Some questions that lineage information answers for you

  1. What data and analytics do I have? Where does it live? Can I trust it? What are my bottlenecks and hotspots?

  2. How does it connect? How was it created or derived?

  3. When stuff breaks, why? What will break or be affected when I change something? Who should I talk to?

  4. How does sensitive data flow? Is it being handled properly?

    sample_lineage.png
. How does lineage help you?
  • Build trust in the data you are seeing: Business analysts or a decision makers relies on a dashboard or a report or a particular table and need to know if they can rely on the data source in order to make accurate decisions. That means knowing the context and being able to look upstream to know where does it come from, how was it derived, and be able to know if you can trust how the information was derived. And when something breaks, for example, if your dashboard is not working anymore, you can look upstream and see that information is coming from Snowflake, you can reach out to the tech owner and inform them that the dashboard is broken because the data source has issues. When you look upstream, you can see what is upstream, visualize the source and the relationships of things and being able to see metadata about the different parts of the lineage graph, for example, who is the tech owner, what is the policy, that is the status (Approved, Deprecated).

  • Risk and impact analysis: Data producers and data engineers need to know when they want to change something, how are they going to impact the users of the data. This also helps them troubleshoot when they accidentally broke something, who all did they impact. For example, when they are looking at the Lineage of a data source they can see that there are a bunch of people down streams in Tableau who are building dashboards using a data source that you are about to change and they need to be informed about the change. This helps data producers and data engineers be better stewards to the organization.

. When can you expect cross-system lineage relationships?
  • You can expect a lineage relationship between two objects from two source systems if we have the two collectors for those sources and those collectors harvest the lineage relationship. The exceptions to this statement are 1) the source metadata is lacking the relationship or 2) the source metadata is lacking enough information to positively identify both resources.

Customizing the Lineage pages

The system allows you to enhance the lineage pages to highlight key metadata about the resource. You can do this by adding custom fields to the sidebar of the pages. To learn everything about the out-of-the-box fields that are available in the sidebar and instructions on adding custom fields, please see this documentation.

sample_sidebar.png

Access needed for viewing Explorer lineage

  • Users who have View access to the resource will be able to see the Explorer lineage on the Resource page and interact with it in fullscreen mode.

  • If there are resources in the lineage graph the user does not have permission to see, users will see an indication that there is upstream or downstream content that they are unable to see.

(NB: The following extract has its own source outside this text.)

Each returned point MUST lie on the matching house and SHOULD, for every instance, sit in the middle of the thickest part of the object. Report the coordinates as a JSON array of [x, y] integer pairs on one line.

    lineage_limited_view01.png
    lineage_limited_view02.png
    lineage_limited_view03.png

Viewing Explorer lineage

Important

To view the list of data sources for which automated lineage collection is available, please see Supported sources.

To view the Explorer lineage:

  1. Locate a resource for which automated lineage metadata is available. On the resource page, scroll down to the Explorer lineage section.

  2. The Explorer lineage section shows a preview of the asset that you are currently looking at and upstream resources from where this resource came from and downstream resources that are coming from this particular resource. This gives a quick overview of how the resource fits into the larger landscape.

  3. Click the View in fullscreen button to see the full details and to interact with the lineage information.

    view_explorer_lineage.png

Interacting with the Explorer lineage in fullscreen mode

To interact with the Explorer lineage:

  1. On the resource page, in the the Explorer lineage section, click the View in fullscreen button to open the full view of the lineage.

  2. The right-side shows the Lineage summary which summarizes all the resources that are part of the specific lineage. Click through to the various nodes in the summary view or use the Filter resources option to find the resource by name.

    lineage_view02.gif
  3. Focused lineage view puts the main resource that you have selected into the center and shows how it fits into the overall landscape.

    For example, we can see that the RETAIL_ORDER database table was derived using DBT from the RETAIL_ORDER_STAGE table, which was brought into the Snowflake database using FiveTran from a SQL server database. This provides a quick, at a glance view of how this information passes through the overall set of environments.

    lineage_view01.gif
  4. Expand the nodes and see more information such as the columns that are a part of a table and see how information moves at that field or column level. This kind of traceability gives you the ability to see how this information moves from a technical level for root cause analysis, impact analysis, or sensitivity analysis.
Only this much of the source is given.